MySQL performance: INNER JOIN vs. sub-select

Posted by Brad Wood

Aug 01, 2008 04:51:00 UTC

I ran into an interesting behavior with MySQL this week. I was helping someone speed up a slow page and a sizable increase in performance was achieved by simply re-arranging the SQL statement. The page was calling a SQL statement inside of a loop-- probably around 150 times on a page load. My initial idea (and still the best long-term one I think) was to gather all the information from the database in a single cfquery and not hit the database over and over. That approach would have required quite a lot more refactoring of code, so first we tried to squeeze some better performance out of the SQL already being called.This site used MySQL which I am not as familiar with compared to MSSQL, but I started by looking at an EXPLAIN statement. In MySQL the placing the keyword EXPLAIN before your select will cause the engine to output a result set which describes how the select was performed.

[code]EXPLAIN SELECT *
FROM my_table
WHERE column = 'foo'[/code]

I will start by saying the amount of information MySQL (community edition) gives you when compared to a much more robust (and expensive) DBMS is much smaller. Perhaps the Enterprise edition of MySQL is better, but there's a REASON you pay for the Enterprise stuff. I LOVE how MS Enterprise Manager graphically maps out the entire query. The select in question was basically this:

[code]SELECT count(id) AS totalcount
FROM table1
WHERE fkid IN (SELECT id FROM table2 WHERE fkid2 = 100)[/code]

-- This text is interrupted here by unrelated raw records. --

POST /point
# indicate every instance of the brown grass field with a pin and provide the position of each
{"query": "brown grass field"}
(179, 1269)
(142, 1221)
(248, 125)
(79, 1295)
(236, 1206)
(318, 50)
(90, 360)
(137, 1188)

You can see it used a sub-select on table2 in the where clause to limit the records from table1. Table1 had a few hundred thousand records and table2 around twenty thousand. It began performing about 30 times faster when re-wrote it like so:

[code]SELECT count(table1.id) AS totalcount
FROM table1
INNER JOIN table2 e ON table1.fkid = table2.id 
	AND table2.fkid2 = 100;[/code]

All I did was move the sub-select into an inner join. Let's take a quick look at the execution plans: Version 1 (slower):

id	select_type	table	type	possible_keys	key	key_len	ref	rows	Extra
1	PRIMARY	table1	index	{null}	fkid	4	{null}	249844	Using where; Using index
2	DEPENDENT SUBQUERY	table2	unique_subquery	PRIMARY,fkid2	PRIMARY	4	func	1	Using where

Version 2 (faster):

id	select_type	table	type	possible_keys	key	key_len	ref	rows	Extra
1	SIMPLE	table2	ref	PRIMARY,fk1d2	fk1d2	4	const	50	Using index
1	SIMPLE	table1	ref	fkid1	fkid1	4	table2.id	4	Using index

I'm not going to get too deep into what all that means. If you want a full explanation, check out the MySQL reference here: http://dev.mysql.com/doc/refman/5.0/en/using-explain.html There's quite a bit of information there. The main difference I noticed from the plan was that the first method figured it would go through the entire table1 (about 250,000 records). The second select only expected to hit about 50 records in table1. What's a bit more interesting is that I have tried this setup both ways on MSSQL and there never seemed to be much of a difference between the two. It seems that Microsoft's query optimizer works a little differently. I don't have access to MSSQL right now or I would compare the plan there as well. Overall, simply by re-arranging that query a bit we were able to get a 20 second page load down to well under a second. I love improving performance. A fast web site is a happy web site.

Tags: Performance, SQL

13 Comments

Barney
Aug 01, 2008 09:32:20 UTC

Correlated subselects on MySQL are almost always slower than joins, though the difference in a lot of cases (small row sets, for example) it's completely irrelevant. The readability of subselects is often enormously better, however. As such, I usually default to subqueries whenever possible, and go back and refactor to joins only if needed.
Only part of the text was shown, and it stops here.